The foregoing description is qualified in its entirety by reference to (i) the Standstill Agreement, Non-Disclosure Agreement, and the Joinder Agreement, which are incorporated by reference to Exhibits 10.1, 10.5, and 10.8, respectively to the Form 8-K filed by the Issuer with the Securities and Exchange Commission on August 10, 2016, (ii) the First Standstill Agreement Amendment, which is incorporated by reference to Exhibit 10.1 of the 8-K filed by the Issuer with the Securities and Exchange Commission on November 21, 2016 and (iii) the Second Standstill Agreement Amendment, which is incorporated by reference to Exhibit 10.1 of the 8-K filed by the Issuer with the Securities and Exchange Commission on June 6, 2017.
The Reporting Persons have had conversations with the Issuer’s management regarding possible ways to enhance shareholder value. Consistent with the Amended Standstill Agreement, the Reporting Persons intend to have additional conversations with the Issuer’s management and Board of Directors. These conversations have covered and are expected to continue to cover a range of issues, including those relating to the business of the Issuer; board composition; management; operations; capital allocation; asset allocation; capitalization; dividend policy; financial condition; mergers and acquisitions strategy; overall business strategy; executive compensation; and corporate governance. The Reporting Persons have also had similar conversations with other stockholders of the Issuer and other interested parties, such as industry analysts, existing or potential strategic partners or competitors, investment professionals, and other investors. Consistent with the Amended Standstill Agreement, the Reporting Persons may at any time reconsider and change their intentions relating to the foregoing.
No Reporting Person has any present plan or proposal which would relate to or would result in any of the matters set forth in subparagraphs (a)- (j) of Item 4 of Schedule 13D except as set forth herein or such as would occur upon completion of any of the actions discussed herein. The Reporting Persons may in the future take one or more of the actions described in subsections (a) through (j) of Item 4 of Schedule 13D and may discuss such actions with the Issuer’s management and the Board of Directors, other stockholders of the Issuer, and other interested parties, such as those set out above.

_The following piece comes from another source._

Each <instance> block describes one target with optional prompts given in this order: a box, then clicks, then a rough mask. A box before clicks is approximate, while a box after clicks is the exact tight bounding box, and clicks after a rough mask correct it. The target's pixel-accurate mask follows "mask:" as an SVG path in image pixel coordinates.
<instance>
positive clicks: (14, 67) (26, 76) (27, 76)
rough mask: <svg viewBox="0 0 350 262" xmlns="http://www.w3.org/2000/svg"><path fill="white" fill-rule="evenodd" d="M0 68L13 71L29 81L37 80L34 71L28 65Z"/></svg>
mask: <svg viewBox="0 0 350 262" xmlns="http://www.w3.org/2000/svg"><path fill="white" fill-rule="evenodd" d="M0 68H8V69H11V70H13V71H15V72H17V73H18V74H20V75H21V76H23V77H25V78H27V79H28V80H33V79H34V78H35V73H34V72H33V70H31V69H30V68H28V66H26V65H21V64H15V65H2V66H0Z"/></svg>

The Reporting Persons intend to review their investments in the Issuer on a continuing basis. Depending on various factors, including, without limitation, the Issuer’s financial position and strategic direction, the outcome of the discussions and actions referenced above, actions taken by the Issuer’s Board of Directors, price levels of the Common Stock, other investment opportunities available to the Reporting Persons, conditions in the securities market and general economic and industry conditions, the Reporting Persons may in the future take actions with respect to its investment position in the Issuer as it deems appropriate, including, without limitation, purchasing additional Common Stock or selling some or all of its Common Stock, and/or engaging in hedging or similar transactions with respect to the Common Stock.